Measures that can be taken to contain Present inflation
- Monetary Policy: The Reserve Bank of India (RBI) is mandated to keep inflation at 4 per cent, plus minus 2 per cent. The RBI has already started the process of tightening monetary policy by raising the repo rate.
- Fuel duty cut: Further duty cuts by some amount at least Rs 5 per liter according to experts. It can likely lower inflation by 15-20 bps. It has immediate and secondary impact on electricity and transport cost 1% rise in oil (Indian basket) could raise WPI by 8 bps.
- Food Prices: Crackdown on supply side if hoarding happens. Ease import limits on pulses and oil seed.
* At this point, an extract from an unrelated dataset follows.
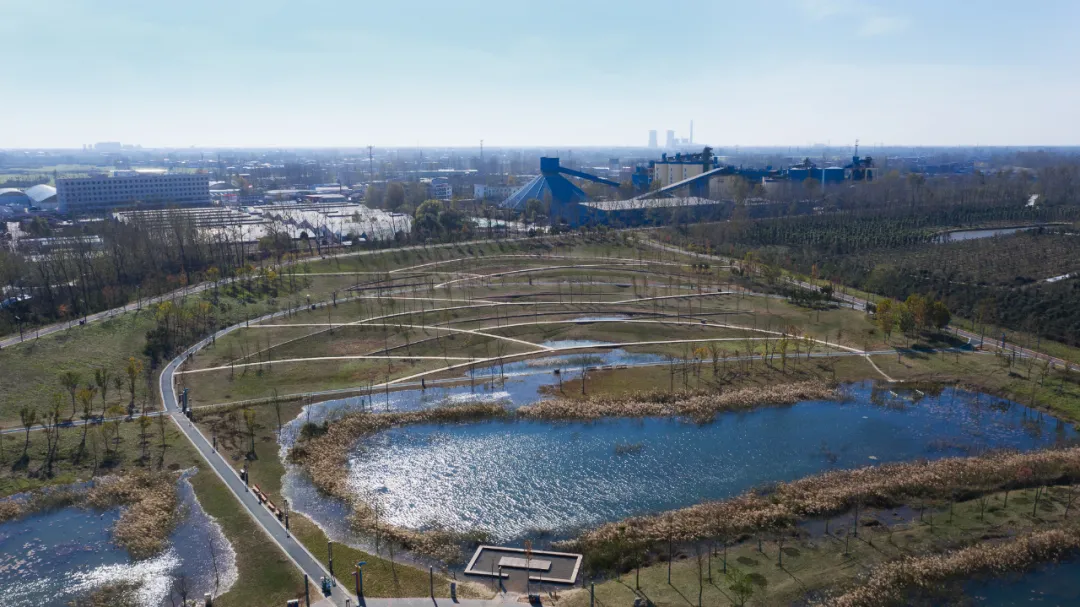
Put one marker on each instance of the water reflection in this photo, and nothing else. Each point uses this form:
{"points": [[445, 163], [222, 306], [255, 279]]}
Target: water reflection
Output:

- More duty cuts: More duty cuts for edible oil imports are required. However, it was reduced from 19 .25%to 13.75%.
- Buffer stock: Prepare to use buffer stock if inflation spills over to cereals 1% rise in WPI primary food prices can go up CPI by 48 bps
- Other measures:
- Press for faster growth: 10% higher industrial output can ease retail inflation by 40 bps
- Address supply bottlenecks: Boost income generating capacity to reduce burden on low-income households.
If we want to control inflation, action on liquidity is very much needed with a concomitant rise in the interest rate on deposits and loans.